Perusal of the literature yields a multitude of scientific papers that address the topics of autoimmune oopheritis (inflammation of the ovary) and autoimmune disruption of the pituitary-ovarion axis, both causing premature ovarian failure (POF); and the autoimmune dimension of endometriosis and chronic pelvic pain in both sexes. This amounts to a wealth of data demonstrating autoimmune inflammation of the pelvic and reproductive tissues. In light of this and the association of subclinical PID and infertility it is of great interest to consider a paper published in Current Topics in Microbiology and Immunology in which the authors how chlamydia infections can trigger autoimmune diseases through molecular mimicry. The authors observe:
"Chlamydial infections are among the most common human infections...Chlamydia infections often precede the initiation of autoimmune diseases, and Chlamydiae are often found within autoimmune lesions. Thus, they have been suspected in the etiology and pathogenesis of autoimmune diseases."

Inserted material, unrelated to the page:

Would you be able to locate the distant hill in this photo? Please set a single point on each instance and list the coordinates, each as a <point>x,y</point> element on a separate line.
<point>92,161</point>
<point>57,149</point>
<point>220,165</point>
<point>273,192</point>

In fact there is a wealth of evidence implicating infections as triggers of autoimmune disease. They discuss mechanisms specific to chlamydia:
"One mechanism by which infection is linked to the initiation of autoimmunity is termed molecular mimicry. Molecular mimicry describes the phenomenon of protein products from dissimilar genes sharing similar structures that elicit an immune response to both self and microbial proteins...we will focus on chlamydial proteins that mimic host self-proteins and thus contribute to initiation and maintenance of autoimmune diseases. Thus far, the strongest cases for molecular mimicry seem to have been made for chlamydial heat shock proteins 60, the DNA primase of Chlamydia trachomatis, and chlamydial OmcB proteins."
Clinical significance: It would be prudent for practitioners to bear in mind that subclinical, asymptomatic pelvic inflammatory disease with an autoimmune component can persist after pathogen elimination and be a cause of infertility.